The pressure for the Duchess of Cambridge to debut her baby so quickly, without much time to rest, is an expectation that many have picked apart since, with many blaming antiquated royal family rules and society's impossible standards for women for making Kate pull the move every time she had a child.
Meghan, who has time and time again proved that she's writing her own rulebook as a new member of the royal family, announced in a joint statement with her husband, Prince Harry, that they won't be debuting their royal baby in the same way.

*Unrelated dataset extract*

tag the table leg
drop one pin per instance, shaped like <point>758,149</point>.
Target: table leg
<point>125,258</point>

"Their Royal Highnesses have taken a personal decision to keep the plans around the arrival of their baby private," the statement read. "The Duke and Duchess look forward to sharing the exciting news with everyone once they have had an opportunity to celebrate privately as a new family."
Instead, the couple is expected to wait at least a few days before sharing news of their baby's arrival with the world, once they're ready to take part in a controlled family photo shoot on the grounds of Windsor Castle, where Meghan is expected to undergo a home birth at the couple's newly-renovated Frogmore Cottage.
While the change in tradition is surely to ensure more privacy and less pressure, The Sun's former royal editor, Duncan Larcombe, told Page Six that he thinks the move is "foolish."
"They're basically conducting the birth in virtual secrecy. I think it's a bit foolish," he explained. "Harry absolutely hates being the subject of speculation, and this just shows his petulance to the media . . . it's just a shame."